Bir tarafta “Cincinati Bungles” bir tarafta “Same Old Jets” olarak bilinen iki takımın playoff maçı kimin laneti daha kuvvetli şeklinde düşünülebilirdi aslında. Medyanın ağız birliği etmişçesine playofflardaki en zayıf iki takım ilan ettiği takımların maçıydı ne de olsa bu. Bu bahsedilen takımlardan sadece bir tanesi yukarıdaki lakabına uygun oynadı Cumartesi gecesi.

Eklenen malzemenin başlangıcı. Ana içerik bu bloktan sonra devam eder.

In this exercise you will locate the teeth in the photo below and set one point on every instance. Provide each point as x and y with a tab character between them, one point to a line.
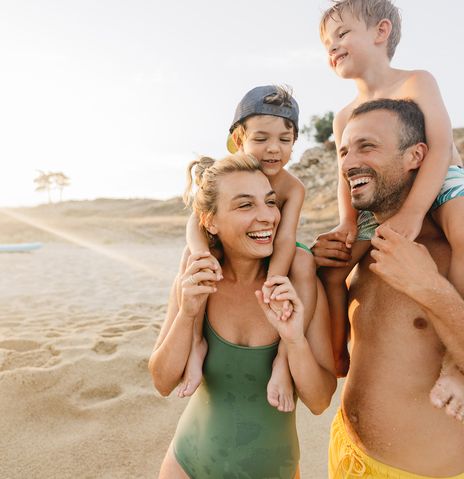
359	181
260	234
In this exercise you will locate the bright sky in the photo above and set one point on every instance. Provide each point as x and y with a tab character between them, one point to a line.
121	95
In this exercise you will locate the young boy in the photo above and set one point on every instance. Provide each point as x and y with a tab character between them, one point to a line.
361	37
265	125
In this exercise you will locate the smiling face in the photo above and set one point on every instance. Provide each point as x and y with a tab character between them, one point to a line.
349	44
247	215
378	173
269	140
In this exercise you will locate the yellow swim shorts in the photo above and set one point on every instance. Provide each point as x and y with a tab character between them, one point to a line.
347	461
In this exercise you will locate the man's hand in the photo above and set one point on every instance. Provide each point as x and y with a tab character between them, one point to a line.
405	265
330	249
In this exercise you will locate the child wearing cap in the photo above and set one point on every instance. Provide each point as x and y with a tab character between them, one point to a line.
360	37
265	125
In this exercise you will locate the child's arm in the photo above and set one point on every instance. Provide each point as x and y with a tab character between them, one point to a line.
423	89
285	240
196	240
347	214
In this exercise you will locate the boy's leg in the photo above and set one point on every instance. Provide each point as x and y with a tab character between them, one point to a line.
303	276
334	280
449	389
194	369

Artık belli oldu ki Mike Tannenbaum ve Rex Ryan’ın Jets’leri o bildiğimiz Jetler değil. Bu seneki yazılarımda bol bol iki çaylak Mark Sanchez ve Rex Ryan’dan bahsettik ama bugün biraz da bu takımı kuran Mike Tannenbaum’dan bahsetmek istiyorum. Tannenbaum aslında benim bir meslektaşım, avukat. Medya’nın onu ilk farketmesi 1998 yılında Curtis Martin’in Patriots’dan “restricted free agent” olarak alınması sırasında oldu.
New England’dan Bill Parcells’i getiren Jets yine Parcells’in tavsiyesiyle ne pahasına olursa olsun Curtis Martin’i almaya kararlıydı. Ama sorun Curtis Martin’in henüz ligdeki 3. yılını bitirdiği için New England’ın ona gelen herhangi bir teklifi aynen yaparak Martin’i elinde tutabilmesiydi. O zamanlar “salary cap”den sorumlu Jets Genel Müdür yardımcısı olan Tannenbaum’un önerisiyle Jets, Martin’e New England için “zehirli bir hap” içeren, yani performansa bağlı artışlar ve daha çok ilk seneleri dolu bir kontrat önerdi. New England’ın aynı şartları sağlayamayacağı bir kontrat. Gerisini tarih yazdı zaten. Jets tarihinin en başarılı RB’si olan Curtis Martin “Hall of Fame”e girmesi pek sürpriz sayılmaz.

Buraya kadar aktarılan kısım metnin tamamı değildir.